You have no doubt heard and read about the joint seminary project that is underway near Hankow. This undertaking is almost fully agreed upon here in China. The seminary project is projected now to begin in 1913. it includes the Norwegian Mission Association (Norway), Hauge Synod and the American Church. The purpose of the seminary is to train qualified Chinese to be ordained pastors among their own people. For us in China this is a serious and important undertaking. If the Chinese people are to be Christian it must be by the efforts of China's own sons and daughters. At the same time, the total of missionary endeavors can only be a drop in the ocean. Each of the participating missionaries now can wait for their Chinese partners' answer. This cause calls for much forbearance and patience. Our school in Sinyang is this year very well attended but, as you know, this school is only preparatory for evangelistic types of work.
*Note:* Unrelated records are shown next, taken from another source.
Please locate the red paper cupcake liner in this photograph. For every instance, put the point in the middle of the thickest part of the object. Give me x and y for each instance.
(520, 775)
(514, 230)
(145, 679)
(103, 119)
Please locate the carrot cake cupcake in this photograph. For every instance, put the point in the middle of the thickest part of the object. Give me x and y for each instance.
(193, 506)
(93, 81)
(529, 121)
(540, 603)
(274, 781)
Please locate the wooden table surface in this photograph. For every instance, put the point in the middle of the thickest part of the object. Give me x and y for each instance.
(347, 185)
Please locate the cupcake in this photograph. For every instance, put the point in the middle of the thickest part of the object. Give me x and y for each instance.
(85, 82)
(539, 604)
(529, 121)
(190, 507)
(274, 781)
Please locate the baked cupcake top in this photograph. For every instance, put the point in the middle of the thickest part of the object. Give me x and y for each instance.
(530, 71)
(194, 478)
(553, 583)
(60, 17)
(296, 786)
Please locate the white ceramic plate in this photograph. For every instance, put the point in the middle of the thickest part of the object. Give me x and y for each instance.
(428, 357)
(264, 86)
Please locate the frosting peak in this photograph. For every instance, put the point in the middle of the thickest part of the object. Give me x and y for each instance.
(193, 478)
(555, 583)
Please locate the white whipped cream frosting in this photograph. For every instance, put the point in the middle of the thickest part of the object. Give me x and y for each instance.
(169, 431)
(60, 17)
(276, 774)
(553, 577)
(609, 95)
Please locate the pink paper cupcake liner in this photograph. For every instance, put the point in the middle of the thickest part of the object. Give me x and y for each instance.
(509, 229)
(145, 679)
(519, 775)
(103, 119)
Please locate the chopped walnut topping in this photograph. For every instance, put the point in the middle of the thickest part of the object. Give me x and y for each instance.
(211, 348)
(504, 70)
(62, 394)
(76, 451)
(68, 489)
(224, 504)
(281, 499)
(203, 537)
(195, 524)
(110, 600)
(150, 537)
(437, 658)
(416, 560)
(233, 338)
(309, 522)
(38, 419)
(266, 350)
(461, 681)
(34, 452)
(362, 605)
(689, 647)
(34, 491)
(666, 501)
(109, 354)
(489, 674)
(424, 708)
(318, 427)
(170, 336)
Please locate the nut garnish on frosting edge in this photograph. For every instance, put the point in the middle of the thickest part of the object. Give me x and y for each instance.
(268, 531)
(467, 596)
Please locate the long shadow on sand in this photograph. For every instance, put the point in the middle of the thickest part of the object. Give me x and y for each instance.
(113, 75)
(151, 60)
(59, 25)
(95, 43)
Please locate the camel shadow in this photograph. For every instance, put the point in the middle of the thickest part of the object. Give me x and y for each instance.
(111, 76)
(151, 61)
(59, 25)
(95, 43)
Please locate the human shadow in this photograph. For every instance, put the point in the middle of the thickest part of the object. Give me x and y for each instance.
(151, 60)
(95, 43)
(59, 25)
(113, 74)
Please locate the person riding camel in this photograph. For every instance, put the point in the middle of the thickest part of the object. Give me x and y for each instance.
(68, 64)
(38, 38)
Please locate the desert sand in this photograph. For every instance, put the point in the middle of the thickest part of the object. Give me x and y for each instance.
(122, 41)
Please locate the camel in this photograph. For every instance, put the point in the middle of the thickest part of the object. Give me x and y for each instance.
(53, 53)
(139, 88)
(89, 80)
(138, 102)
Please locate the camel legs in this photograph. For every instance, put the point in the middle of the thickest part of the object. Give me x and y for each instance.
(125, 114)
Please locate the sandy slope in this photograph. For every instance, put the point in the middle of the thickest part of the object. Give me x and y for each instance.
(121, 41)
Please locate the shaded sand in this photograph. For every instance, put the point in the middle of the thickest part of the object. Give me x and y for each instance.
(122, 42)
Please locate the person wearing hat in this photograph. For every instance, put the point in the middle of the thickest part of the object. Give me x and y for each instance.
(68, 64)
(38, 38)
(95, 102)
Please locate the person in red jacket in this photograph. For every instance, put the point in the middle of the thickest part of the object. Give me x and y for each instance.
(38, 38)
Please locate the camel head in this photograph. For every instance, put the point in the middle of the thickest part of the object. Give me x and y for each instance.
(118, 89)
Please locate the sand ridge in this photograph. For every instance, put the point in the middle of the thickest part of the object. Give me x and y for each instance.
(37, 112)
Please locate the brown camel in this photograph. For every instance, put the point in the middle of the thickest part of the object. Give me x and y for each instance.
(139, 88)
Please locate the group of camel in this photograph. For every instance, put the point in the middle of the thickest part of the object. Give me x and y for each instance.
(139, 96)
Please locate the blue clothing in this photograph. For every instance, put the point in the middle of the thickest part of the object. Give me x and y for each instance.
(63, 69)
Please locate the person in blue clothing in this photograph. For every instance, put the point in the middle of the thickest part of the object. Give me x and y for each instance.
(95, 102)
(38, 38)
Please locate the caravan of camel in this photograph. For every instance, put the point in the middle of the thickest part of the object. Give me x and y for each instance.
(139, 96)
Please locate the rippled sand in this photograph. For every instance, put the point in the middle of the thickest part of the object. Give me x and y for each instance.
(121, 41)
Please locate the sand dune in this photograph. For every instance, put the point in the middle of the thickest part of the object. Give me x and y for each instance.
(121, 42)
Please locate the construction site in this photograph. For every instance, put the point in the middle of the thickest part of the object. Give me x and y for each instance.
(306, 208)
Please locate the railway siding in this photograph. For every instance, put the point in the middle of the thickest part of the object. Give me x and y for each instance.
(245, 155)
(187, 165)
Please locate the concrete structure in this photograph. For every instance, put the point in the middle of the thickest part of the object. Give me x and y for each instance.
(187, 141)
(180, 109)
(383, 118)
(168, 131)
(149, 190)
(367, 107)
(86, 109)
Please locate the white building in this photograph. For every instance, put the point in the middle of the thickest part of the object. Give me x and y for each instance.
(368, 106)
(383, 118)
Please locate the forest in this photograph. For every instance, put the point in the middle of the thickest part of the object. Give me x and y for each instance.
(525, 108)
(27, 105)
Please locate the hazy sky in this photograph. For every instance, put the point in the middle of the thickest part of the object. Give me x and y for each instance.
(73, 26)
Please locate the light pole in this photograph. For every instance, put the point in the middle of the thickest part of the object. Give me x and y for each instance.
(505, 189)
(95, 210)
Our evangelist training programs are only intended to prepare people for evangelistic assignments. ("Evangelists" in this context are trained Christian lay workers) It is good to hear them talk to their own countrymen. Many offer heartfelt testimony on salvation through Jesus Christ. I often think, if those at home could hear these messages and prayers, both for the churches in America and for the people here, they would rejoice to be together in the Lord's kingdom in the world.
This became a longer letter than 1 intended! Easter evening has already gone by so I close with brotherly g7reetings to you and your family.
H. M. Nesse
P.S. Greeting to you from Dr. Behrents (today Sister Kristine is visiting Sinyang).